Git: Merge, Cherry-Pick & Rebase - header image

Git: Merge, Cherry-Pick & Rebase

An unconventional guide

Last updated on January 26, 2022 -

(Buy now if you're already convinced!)

You can use this guide to get a deep understanding of how Git's merges, rebases & cherry-picks work under the hood, so that you'll never fear them again.

(Editor’s note: At ~5500 words, you probably don’t want to try reading this on a mobile device. Bookmark it and come back later. And even on a desktop, eat read this elephant one bite at a time.)

Introduction

Sure, everyone and their grandmother use Git and seems to be comfortable with it.

But did you ever botch a merge and then your solution was to delete and re-clone your repository?

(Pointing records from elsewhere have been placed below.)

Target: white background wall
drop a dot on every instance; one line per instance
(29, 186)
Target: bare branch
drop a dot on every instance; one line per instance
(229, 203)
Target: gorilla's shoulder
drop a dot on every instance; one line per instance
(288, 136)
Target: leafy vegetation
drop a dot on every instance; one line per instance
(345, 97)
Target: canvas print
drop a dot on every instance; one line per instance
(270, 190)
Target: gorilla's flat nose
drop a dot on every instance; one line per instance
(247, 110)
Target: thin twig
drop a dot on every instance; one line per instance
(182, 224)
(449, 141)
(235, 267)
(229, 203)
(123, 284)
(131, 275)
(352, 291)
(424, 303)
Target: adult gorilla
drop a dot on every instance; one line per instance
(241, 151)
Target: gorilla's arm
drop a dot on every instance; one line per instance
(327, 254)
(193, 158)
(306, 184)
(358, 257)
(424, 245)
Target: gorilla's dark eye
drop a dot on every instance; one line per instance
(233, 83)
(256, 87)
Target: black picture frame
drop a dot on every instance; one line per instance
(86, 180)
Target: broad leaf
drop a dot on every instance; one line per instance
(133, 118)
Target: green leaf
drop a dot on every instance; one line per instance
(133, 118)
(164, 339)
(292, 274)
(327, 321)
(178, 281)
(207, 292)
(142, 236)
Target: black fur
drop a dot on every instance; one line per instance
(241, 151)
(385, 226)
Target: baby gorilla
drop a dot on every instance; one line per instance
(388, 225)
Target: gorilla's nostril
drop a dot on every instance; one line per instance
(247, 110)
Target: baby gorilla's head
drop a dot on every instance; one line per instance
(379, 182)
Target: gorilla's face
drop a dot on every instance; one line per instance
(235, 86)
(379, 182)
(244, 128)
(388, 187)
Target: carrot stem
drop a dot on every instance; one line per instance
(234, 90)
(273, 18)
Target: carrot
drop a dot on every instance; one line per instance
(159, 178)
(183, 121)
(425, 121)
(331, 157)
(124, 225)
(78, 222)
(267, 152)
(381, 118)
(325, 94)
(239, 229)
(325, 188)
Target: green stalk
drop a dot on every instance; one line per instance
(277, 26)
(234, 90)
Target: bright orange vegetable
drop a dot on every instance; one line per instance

Without quite knowing what went wrong and why?

Or did a rebase suddenly make tens of merge conflicts pop up, one after another and you didn’t know what the hell was going on?

In short, do you have nagging doubts, whenever it comes to merging, rebasing and cherry-picking?

Fear not, you’ve come to the right place: The remainder of this guide will help you get rid of those fears.

(Teaser: By the end of this article, you’ll understand that a git cherry-pick is essentially just a git merge. And a git rebase is essentially just a git cherry-pick? Sounds crazy? Read on!)

Git Storage Internals

Before you jump right into the nitty-gritty details of merging, let’s have a look at how Git stores your files and commits.

It might seem a bit weird to start off with internal details, but take a leap of faith: Those internals are the building block for everything else in this guide, so you’ll need to know them first.

Scenario: Committing Two Files

Open up your terminal and execute the following commands.

# create a git repo in a directory of your liking

mkdir gitinternals
cd gitinternals
git init -b main

## add two .txt files and commit them

echo "-TODO-" > LICENSE.txt
echo "a marcobehler.com guide" > README.txt

git add LICENSE.txt
git add README.txt
git commit -m "Project Setup"

## update README.txt's contents

echo "a git guide" > README.txt

git add README.txt
git commit -m "Updated README"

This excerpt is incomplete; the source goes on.